Walter Pringle  writes:

This one is a keeper. In the Contra Costa Times Home & Garden section, no less. The author started out writing an article on non-native flora/fauna competing with native plants. But somewhere along the way his twisted muse spoke to him and with an astounding creative bolt, managed to turn this fairly "safe" subject into an anti- immigration reform screed. Is there some special weed these dudes smoke to come up with such creative leaps? I'm in the middle of brainstorming a new product idea - maybe I oughta call this guy and get ahold of some of that stuff.

Dec. 28, 2002
CHRIS CLARKE: THE IRASCIBLE GARDENER
Contra Costa Times

Exotic species threaten natives

[Discussion of the problems caused by exotic plants and animal info omitted.]
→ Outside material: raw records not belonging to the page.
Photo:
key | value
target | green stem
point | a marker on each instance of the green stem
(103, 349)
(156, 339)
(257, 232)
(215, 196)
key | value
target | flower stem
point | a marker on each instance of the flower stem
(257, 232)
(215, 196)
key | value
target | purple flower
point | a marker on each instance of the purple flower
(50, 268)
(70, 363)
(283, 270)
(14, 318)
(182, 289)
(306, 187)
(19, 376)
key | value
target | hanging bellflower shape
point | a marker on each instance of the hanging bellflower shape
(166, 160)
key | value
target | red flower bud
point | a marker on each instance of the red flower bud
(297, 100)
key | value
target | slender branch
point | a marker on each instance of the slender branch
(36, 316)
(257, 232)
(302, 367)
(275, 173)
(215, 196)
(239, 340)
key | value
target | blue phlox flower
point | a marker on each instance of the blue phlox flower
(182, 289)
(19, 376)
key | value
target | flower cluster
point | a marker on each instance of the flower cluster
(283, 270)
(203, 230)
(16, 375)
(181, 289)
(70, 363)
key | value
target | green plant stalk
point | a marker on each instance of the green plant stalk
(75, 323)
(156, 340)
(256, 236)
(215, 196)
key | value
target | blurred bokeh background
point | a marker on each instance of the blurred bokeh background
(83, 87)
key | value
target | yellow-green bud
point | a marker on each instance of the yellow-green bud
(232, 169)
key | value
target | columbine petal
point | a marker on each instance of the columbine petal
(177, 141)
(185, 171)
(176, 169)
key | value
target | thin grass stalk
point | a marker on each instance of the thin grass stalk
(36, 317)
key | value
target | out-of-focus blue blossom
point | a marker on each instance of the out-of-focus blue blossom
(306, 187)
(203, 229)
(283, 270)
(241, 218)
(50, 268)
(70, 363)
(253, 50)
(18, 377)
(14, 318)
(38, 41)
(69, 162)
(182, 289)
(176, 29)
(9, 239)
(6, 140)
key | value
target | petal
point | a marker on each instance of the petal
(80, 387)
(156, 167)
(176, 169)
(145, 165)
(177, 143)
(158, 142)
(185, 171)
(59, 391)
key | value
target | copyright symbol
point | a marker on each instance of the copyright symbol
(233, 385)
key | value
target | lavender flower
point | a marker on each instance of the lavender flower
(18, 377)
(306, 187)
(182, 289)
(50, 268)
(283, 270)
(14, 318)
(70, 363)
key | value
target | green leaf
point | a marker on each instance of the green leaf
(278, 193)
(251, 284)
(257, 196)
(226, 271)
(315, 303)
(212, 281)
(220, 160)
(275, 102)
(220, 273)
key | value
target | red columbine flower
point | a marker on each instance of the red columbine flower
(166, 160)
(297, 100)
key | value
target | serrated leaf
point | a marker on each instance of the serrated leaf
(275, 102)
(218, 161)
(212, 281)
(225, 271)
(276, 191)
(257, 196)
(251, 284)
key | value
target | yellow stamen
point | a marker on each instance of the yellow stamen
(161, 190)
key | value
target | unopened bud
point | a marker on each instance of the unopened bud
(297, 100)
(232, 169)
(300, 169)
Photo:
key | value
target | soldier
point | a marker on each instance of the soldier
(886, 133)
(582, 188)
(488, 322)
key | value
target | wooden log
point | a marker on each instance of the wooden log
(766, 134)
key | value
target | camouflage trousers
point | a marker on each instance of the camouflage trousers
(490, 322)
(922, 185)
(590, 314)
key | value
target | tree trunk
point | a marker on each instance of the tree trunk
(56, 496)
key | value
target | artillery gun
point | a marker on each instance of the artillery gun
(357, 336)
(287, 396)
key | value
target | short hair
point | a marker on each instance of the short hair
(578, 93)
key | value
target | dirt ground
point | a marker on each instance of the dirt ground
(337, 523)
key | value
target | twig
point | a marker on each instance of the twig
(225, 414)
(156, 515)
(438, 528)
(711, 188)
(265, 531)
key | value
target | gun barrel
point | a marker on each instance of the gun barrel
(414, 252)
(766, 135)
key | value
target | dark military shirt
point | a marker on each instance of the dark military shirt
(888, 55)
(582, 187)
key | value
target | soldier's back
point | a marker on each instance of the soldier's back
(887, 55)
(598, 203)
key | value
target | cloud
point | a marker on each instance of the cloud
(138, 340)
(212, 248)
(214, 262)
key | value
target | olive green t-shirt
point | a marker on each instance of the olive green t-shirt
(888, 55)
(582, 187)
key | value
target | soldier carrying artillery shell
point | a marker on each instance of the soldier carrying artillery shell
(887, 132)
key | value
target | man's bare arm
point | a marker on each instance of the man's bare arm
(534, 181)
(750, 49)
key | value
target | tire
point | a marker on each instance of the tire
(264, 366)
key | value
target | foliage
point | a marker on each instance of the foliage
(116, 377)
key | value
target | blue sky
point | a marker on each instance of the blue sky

Further south, the National Park Service aroused the ire of animal rights activists when it decided to poison Anacapa Island's black rats, which have been eating the eggs of the endangered Xantus' murrelet.

Similar controversies rage throughout the state. Battle lines have been drawn and harsh words exchanged, many of them conjuring bleak images of racial intolerance and ethnic cleansing.

That's understandable, if unfortunate. Our history is chock-full of horrendous examples of poor treatment of ethnic minorities. We live in a state still influenced by the Chinese Exclusion Act, where wartime relocation of Japanese-Americans still has its defenders, where advocates of closing the Mexican border use terms like "plague" and "invasion" to describe people who pick their strawberries for 20 bucks a day. No wonder attempts to proselytize about invasive exotic species raise red flags for some folks.

But here's the thing: Using that terminology on people is wrong. Using it on invasive exotic species isn't. 

Hindrance, not boon

Human cultural diversity is a boon to California. We are all the same species, after all — a species, by the way, which is native to California — and it takes a special kind of idiot to claim that the state is the poorer for its wealth of human languages, cuisines, music and traditions. While a fair case can be made that there are just too many people of any culture living in the state, new people tend to add to the cultural diversity of the state rather than deplete it.

The same is not necessarily true of invasive exotic species. Take blue gum eucalyptus…

[VDARE.COM NOTE: You take it. At this point Mr. Clark returned to the discussion of plants and animals.]